Pleated or gathered fabric gives a fuller look to valances, providing decorative dimension to match the outdoor view. Ruffles are usually paired with scalloped hems for traditionally styled kitchen window treatments.
Swags are shortest in the center, with fabric curving or angling down on either side to create a more drape-like effect. They’re usually the top portion of a tiered, two-part window treatment, though a swag pair can be combined with a valance for wider windows.
More shade than valance, a tie-up provides full or partial window coverage for rooms with stronger sunlight. Tie-up valances can be easily scrunched up and secured with ties, giving you the convenience of a window shade but with the more comfortable, casual appeal of fabric.

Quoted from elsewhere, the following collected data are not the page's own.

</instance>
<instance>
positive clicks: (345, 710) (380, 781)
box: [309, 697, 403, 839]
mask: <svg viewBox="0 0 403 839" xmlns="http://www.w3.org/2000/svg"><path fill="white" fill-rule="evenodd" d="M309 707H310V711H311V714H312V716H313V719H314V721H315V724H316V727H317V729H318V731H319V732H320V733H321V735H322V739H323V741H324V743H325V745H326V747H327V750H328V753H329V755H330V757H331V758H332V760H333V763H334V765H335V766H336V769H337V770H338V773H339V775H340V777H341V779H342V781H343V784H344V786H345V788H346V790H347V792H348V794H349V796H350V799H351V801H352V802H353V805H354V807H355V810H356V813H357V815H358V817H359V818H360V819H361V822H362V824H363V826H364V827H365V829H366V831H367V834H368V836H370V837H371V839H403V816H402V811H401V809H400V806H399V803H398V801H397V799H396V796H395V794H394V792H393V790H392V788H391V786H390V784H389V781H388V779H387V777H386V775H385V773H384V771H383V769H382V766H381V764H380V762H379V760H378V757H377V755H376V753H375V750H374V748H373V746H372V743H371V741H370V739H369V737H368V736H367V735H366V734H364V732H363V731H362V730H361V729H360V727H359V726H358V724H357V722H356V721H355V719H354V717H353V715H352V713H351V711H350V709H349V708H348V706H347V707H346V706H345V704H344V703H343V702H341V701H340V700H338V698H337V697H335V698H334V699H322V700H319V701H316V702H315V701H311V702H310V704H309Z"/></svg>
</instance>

These finely detailed window treatments come in white, beige, and other light colors, with embroidered designs inspired by nature and traditional lacework. Transparent and purely decorative, these beautiful valances are available in scalloped, swag, and tailored styles for kitchens, bedrooms, and dining and living rooms.
Choose window scarves over valances, and more fabric yields a much more dramatic look for prominent windows. Framing your window with a scarf allows more light to come in. You’ll also find a broader selection of rich colors and material textures with which to decorate larger windows.
The kids and nursery valance selection at Hayneedle features bright colors, fresh contemporary prints, and a wide variety of themes for boys and girls, including sports, dinosaurs, butterflies and flowers, plus designer styles for older children.
Hanging Hardware Options
Put the finishing touch on your interior design with the right curtain rods to complete the look. From simple to ornate, there are many styles of curtain rods to decorate your room, plus finials for an extra special flair.
Decorative finials or a set with matching holdbacks can lend distinction to this hardware standard.
Matching double curtain rods are a must if you plan to combine panels with sheer curtains.
Designed for easy opening and closing, traverse rods feature rings or a draw cord system with curtain tracks.
Whether you’ve chosen the elegant simplicity of a pair of curtain panels or the modern lines of a roman shade, your window treatment can help define both the function and style of your space. Consider the type first, and then have fun choosing the materials and finishes you love.